Here’s some key points I took away from this talented group, who openly shared their experiences in elevating the perception of their Procurement teams as value contributors for their companies:

Defining Value

  • Value = providing solutions that internal stakeholders care about. This is about making things better in the eye of the beholder, whether that means enlisting suppliers who deliver better quality, better costs, or a better experience for the end customer.
  • Value = speed to market. Finding the right suppliers who enable you to beat the competition to market without introducing additional risk.
  • Value = creating a competitive advantage. Bringing on suppliers who help you create product or service differentiation in the market.
  • Value = supporting business partners. Understanding what stakeholders are trying to achieve and delivering suppliers who are best suited to support those achievements.

Making the Cultural Shift

  • Becoming value-focused requires a move away from traditional performance metrics (e.g. cost savings, beating inflation) toward more outcomes-based measurements (e.g. number of successful product launches, time to market, customer satisfaction)
  • Education is not to be overlooked. The broader organization and stakeholders need to understand what Procurement can do for them. Sharing wins is important here, but it is much more powerful when the business stakeholders are getting the credit and telling the stories.
  • Level up your team. Bring in outside talent for a fresh perspective and new ideas. Find people with the soft skills required to effectively engage stakeholders and earn their respect as trusted advisors and business partners.
  • Intelligently allocating resources. Put your best people’s time into the most critical, big strategic spend opportunities. Make the day-to-day transactional buying activities fast and easy with empowering technology.
  • Seek stakeholder feedback on performance.

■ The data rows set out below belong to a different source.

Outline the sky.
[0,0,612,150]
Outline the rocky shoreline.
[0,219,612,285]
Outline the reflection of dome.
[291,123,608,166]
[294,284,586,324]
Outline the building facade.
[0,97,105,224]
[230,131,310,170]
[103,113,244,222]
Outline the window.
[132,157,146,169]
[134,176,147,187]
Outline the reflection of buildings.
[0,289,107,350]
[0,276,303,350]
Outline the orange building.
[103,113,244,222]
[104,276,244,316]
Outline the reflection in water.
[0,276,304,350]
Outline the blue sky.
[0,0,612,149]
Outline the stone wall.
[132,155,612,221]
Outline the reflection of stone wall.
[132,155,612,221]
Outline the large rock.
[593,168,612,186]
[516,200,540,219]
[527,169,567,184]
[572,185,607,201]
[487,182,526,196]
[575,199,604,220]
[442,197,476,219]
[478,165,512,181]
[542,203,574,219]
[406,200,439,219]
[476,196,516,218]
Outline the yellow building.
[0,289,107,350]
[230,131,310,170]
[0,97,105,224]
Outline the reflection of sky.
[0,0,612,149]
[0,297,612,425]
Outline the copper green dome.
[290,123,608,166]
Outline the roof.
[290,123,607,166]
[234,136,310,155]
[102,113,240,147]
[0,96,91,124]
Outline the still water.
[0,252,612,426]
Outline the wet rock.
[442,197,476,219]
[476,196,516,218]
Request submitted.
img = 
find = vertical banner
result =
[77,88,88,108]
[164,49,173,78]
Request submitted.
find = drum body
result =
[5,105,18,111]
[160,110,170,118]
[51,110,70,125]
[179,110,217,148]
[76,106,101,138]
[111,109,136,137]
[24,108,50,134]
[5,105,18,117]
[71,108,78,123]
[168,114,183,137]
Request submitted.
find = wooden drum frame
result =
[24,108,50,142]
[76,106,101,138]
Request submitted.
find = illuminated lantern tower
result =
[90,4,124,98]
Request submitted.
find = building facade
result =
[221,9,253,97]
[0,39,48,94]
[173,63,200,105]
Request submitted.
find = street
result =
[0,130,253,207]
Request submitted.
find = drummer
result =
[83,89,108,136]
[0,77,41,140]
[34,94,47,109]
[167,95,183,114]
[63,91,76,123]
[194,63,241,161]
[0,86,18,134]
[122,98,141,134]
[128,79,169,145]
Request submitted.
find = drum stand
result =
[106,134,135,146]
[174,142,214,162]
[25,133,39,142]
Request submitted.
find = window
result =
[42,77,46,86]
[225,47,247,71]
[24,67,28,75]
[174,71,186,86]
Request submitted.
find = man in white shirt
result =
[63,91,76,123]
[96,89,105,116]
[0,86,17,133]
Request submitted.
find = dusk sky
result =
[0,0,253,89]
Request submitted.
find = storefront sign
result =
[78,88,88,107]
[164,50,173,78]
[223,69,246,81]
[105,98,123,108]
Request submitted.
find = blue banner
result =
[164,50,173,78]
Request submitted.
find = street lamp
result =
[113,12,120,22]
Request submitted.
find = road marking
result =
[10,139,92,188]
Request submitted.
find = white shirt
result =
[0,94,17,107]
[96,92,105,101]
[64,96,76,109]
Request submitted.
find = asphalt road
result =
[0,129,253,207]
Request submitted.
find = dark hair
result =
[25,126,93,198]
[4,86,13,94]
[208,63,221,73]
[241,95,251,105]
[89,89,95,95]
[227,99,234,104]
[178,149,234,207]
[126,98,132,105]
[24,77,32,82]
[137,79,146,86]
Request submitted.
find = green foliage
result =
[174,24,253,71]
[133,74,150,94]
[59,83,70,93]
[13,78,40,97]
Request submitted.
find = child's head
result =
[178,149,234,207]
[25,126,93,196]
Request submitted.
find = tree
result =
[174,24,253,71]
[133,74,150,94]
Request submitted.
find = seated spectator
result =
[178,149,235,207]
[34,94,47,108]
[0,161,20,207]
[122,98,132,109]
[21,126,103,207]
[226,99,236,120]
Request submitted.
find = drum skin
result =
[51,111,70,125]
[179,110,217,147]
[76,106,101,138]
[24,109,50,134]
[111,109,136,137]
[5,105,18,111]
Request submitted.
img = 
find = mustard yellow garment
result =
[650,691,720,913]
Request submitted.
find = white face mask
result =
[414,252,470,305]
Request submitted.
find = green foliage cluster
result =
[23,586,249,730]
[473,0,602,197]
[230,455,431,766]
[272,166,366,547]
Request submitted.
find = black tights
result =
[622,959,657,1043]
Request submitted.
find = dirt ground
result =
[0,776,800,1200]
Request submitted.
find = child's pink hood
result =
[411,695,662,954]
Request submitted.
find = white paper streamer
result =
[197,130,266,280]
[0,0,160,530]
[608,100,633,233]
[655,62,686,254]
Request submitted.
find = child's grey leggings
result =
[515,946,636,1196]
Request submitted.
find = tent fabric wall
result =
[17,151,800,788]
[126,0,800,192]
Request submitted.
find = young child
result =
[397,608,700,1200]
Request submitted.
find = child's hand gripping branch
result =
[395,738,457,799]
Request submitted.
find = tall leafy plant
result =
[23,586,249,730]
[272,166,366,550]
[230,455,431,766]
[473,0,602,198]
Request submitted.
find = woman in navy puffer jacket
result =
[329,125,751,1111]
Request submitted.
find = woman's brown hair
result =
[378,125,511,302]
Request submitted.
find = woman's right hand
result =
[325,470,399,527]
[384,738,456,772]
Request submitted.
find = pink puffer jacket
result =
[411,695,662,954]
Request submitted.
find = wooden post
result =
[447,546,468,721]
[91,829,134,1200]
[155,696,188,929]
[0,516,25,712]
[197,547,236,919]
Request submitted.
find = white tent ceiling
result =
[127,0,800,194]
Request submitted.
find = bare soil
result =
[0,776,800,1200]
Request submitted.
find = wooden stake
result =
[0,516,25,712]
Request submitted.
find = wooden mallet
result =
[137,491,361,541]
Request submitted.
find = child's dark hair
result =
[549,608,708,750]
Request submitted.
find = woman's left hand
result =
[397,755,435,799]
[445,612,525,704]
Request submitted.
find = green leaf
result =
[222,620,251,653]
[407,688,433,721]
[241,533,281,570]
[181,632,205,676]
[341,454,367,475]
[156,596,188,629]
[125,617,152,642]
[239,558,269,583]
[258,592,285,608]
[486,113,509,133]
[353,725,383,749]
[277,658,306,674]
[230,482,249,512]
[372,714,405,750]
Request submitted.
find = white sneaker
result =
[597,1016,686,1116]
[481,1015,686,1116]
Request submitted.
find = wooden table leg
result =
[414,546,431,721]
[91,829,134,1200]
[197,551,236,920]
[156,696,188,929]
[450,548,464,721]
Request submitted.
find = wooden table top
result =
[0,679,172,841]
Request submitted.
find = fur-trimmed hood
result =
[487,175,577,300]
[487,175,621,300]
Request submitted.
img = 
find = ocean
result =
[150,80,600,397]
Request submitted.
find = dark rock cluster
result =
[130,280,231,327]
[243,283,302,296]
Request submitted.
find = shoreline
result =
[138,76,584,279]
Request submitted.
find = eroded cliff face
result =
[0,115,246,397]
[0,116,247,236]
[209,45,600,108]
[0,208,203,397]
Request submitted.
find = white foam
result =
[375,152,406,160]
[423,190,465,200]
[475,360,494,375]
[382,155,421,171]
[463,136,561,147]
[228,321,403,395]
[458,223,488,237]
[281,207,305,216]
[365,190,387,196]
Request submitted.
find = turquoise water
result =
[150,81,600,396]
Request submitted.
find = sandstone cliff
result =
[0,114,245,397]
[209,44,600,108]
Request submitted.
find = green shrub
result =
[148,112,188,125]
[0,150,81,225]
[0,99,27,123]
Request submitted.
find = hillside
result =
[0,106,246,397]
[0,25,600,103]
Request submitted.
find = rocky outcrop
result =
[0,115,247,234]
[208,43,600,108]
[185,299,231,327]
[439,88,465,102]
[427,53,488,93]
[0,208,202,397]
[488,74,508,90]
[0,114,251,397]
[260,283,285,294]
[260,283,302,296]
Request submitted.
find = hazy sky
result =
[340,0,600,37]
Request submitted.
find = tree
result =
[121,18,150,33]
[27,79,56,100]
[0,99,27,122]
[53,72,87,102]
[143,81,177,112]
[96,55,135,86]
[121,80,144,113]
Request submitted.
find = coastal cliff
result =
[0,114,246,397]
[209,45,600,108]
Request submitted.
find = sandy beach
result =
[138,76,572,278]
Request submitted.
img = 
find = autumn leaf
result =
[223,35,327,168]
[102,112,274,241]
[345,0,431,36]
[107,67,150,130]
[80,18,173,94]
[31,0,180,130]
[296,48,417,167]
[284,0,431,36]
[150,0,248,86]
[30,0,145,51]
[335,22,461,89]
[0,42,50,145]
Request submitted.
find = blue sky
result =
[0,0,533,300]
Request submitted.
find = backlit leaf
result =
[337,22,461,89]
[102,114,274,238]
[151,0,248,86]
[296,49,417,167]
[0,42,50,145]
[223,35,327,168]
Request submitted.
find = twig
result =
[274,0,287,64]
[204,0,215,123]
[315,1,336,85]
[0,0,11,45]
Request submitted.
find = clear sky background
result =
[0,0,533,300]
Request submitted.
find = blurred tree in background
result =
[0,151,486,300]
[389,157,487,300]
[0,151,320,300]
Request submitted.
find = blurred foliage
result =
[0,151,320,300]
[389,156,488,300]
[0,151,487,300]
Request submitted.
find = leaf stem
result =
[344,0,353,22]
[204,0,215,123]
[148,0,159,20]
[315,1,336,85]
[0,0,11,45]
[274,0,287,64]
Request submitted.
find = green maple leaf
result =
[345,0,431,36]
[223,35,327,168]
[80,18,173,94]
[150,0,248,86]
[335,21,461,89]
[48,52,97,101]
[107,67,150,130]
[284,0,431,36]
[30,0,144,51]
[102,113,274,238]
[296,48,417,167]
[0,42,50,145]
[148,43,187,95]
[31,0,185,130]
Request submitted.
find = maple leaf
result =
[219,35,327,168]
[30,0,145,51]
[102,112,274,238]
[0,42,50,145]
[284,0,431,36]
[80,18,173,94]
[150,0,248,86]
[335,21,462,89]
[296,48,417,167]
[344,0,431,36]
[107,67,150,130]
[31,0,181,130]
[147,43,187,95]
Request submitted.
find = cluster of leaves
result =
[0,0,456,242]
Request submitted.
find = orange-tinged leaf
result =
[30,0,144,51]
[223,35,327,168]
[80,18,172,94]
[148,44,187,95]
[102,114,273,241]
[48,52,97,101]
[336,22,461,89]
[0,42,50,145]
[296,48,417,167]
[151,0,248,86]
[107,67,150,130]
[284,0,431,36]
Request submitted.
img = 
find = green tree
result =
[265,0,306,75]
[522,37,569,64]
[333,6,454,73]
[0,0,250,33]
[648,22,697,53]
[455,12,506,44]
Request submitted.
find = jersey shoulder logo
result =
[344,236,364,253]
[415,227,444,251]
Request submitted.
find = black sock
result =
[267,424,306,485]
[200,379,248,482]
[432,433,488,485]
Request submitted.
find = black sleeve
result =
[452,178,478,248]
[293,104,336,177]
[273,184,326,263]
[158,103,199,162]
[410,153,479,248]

Some Procurement teams think everything is working perfectly. They are out of touch with the rest of the business and become complacent. Complacency is bad and what matters is how the business partners perceive the value of the Procurement team. Here a net promotor survey can provide a quick indication of performance.

Indicators of Success

  • You know you’re adding value when the business comes to you for support and solutions
  • You know you’re adding value when you’ve got objective, mutually-acknowledged metrics for measuring the business value achieved with Procurement’s support.